Because of the steep subduction of a highly concave slab, researchers have characterized megathrusts under the Marianas as among the coldest and curviest plate coupling interfaces in various circum-Pacific subduction zones. Seismic tomography indicates that the heterogeneous underlying plate varies markedly in its subduction angle, velocity, and flexure along the strike and dip, while their effects on the thermal structure and intraslab earthquake occurrence remain enigmatic.

By incorporating the 3-D MORVEL velocity and state-of-the-art slab geometry into thermomechanical modeling, we estimated the 3-D subduction thermal state and hydrothermal regime below the Marianas.
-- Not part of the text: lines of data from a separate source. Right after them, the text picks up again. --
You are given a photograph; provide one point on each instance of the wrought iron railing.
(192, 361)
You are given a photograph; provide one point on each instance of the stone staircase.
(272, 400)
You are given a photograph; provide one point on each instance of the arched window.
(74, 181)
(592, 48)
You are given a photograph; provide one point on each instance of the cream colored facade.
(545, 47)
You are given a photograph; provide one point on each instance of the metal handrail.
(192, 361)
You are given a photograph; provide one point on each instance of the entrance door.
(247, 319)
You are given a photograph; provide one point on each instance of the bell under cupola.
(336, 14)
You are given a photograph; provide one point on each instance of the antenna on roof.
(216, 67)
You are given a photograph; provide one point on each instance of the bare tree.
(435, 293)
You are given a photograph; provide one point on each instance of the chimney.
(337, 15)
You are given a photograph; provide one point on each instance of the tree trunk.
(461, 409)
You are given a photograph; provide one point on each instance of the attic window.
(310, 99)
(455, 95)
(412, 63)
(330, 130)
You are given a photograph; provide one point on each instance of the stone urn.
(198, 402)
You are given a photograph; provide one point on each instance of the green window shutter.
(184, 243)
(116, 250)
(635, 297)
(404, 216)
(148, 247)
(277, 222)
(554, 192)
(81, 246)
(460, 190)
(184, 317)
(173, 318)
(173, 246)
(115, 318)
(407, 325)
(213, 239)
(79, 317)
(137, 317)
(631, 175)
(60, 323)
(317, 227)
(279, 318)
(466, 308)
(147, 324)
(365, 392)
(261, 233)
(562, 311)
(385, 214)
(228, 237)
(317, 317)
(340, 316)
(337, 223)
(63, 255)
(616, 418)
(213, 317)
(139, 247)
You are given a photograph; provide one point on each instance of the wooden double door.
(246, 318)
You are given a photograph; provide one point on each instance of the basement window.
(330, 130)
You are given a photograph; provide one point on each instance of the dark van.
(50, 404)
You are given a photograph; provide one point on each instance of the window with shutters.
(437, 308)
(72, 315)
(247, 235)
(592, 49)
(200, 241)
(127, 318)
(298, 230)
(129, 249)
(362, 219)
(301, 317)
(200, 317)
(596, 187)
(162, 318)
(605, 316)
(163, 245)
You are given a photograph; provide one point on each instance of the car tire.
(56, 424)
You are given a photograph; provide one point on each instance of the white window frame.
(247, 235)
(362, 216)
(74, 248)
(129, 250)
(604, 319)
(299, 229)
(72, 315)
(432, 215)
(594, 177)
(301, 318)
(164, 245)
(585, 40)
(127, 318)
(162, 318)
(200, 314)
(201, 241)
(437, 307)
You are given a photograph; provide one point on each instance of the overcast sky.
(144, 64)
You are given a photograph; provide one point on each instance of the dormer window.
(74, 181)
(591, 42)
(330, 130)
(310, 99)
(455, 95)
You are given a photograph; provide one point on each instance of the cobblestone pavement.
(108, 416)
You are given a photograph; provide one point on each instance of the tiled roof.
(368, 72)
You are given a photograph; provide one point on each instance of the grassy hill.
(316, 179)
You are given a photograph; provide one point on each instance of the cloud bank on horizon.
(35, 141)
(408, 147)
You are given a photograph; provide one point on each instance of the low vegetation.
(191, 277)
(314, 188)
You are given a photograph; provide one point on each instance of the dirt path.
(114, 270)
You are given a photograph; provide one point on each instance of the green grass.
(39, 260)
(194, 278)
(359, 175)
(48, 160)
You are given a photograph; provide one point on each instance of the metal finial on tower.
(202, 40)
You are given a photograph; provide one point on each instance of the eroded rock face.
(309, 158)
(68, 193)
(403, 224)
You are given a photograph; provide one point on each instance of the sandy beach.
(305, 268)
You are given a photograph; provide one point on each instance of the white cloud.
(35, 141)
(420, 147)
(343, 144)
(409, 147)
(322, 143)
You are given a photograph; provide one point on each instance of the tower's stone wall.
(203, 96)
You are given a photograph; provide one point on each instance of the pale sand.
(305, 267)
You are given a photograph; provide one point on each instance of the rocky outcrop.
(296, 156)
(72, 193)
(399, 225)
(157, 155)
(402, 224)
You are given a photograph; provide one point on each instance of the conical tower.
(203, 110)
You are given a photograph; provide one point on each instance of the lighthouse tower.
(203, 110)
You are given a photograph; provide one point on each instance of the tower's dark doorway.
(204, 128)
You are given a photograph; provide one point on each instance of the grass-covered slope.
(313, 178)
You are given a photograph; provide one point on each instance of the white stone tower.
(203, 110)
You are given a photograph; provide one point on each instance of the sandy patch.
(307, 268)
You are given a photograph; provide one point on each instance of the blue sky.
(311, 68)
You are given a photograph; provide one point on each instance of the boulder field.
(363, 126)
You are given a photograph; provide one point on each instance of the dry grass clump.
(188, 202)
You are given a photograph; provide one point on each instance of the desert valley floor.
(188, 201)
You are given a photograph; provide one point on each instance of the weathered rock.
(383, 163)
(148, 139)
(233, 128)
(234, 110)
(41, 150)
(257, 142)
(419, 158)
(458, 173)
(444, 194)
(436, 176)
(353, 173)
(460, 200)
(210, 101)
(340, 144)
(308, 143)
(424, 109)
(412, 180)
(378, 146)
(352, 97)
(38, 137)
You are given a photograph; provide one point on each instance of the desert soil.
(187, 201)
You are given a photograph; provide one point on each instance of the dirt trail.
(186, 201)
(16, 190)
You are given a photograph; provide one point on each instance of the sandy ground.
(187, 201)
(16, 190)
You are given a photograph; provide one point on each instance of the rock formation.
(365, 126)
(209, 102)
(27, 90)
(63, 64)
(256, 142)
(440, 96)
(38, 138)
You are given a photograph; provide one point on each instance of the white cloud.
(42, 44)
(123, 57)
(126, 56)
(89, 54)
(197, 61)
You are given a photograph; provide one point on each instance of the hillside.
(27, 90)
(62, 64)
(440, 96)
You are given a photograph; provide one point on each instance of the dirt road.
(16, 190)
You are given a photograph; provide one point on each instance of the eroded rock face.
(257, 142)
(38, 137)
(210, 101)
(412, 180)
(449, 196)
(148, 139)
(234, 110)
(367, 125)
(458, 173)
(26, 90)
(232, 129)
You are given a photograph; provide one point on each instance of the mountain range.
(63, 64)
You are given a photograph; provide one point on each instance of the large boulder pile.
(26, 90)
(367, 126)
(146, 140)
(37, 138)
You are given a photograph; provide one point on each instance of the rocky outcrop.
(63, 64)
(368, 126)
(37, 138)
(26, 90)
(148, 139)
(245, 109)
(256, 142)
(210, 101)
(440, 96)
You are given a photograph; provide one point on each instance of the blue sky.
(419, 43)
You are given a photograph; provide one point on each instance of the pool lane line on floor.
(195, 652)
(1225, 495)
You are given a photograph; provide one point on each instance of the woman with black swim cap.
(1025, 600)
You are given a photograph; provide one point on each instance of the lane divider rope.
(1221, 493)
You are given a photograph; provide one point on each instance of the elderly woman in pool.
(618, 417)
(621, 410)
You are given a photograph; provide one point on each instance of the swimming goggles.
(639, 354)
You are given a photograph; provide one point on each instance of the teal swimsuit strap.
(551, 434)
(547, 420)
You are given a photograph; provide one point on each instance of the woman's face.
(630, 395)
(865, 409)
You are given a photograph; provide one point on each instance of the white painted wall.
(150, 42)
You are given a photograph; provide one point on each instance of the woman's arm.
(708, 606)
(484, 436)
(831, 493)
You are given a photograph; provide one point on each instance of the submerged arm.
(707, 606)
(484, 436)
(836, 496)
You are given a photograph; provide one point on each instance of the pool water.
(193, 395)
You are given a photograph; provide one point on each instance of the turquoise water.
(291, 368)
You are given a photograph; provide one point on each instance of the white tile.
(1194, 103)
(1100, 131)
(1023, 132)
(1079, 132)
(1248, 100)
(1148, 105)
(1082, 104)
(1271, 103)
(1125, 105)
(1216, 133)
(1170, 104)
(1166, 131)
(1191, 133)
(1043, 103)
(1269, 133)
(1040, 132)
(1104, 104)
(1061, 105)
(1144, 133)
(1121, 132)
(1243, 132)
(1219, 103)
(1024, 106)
We find that (1) the concave slab geometry and the complexity of the intraslab velocity variation in the Marianas are associated with a heterogeneous along-strike thermal regime and a cold mantle wedge beneath the central Marianas; (2) amphibolitization and eclogitization of subducted oceanic crust cause variations in fluid pressure and fluid release from the subduction interface, which may influence the distribution of interface seismicity in the Mariana system; (3) the concentration of active hydrothermal vents in the trench >8 km deep is accompanied by a large temperature gradient and subsequent remarkable slab dehydration in the southern Marianas; and (4) slab dehydration (>0.02 wt%/km) from 30-80 km indicates notable fluid release and potential fluid migration in subduction channels, which may correspond to the large water flux at depth beneath the Marianas.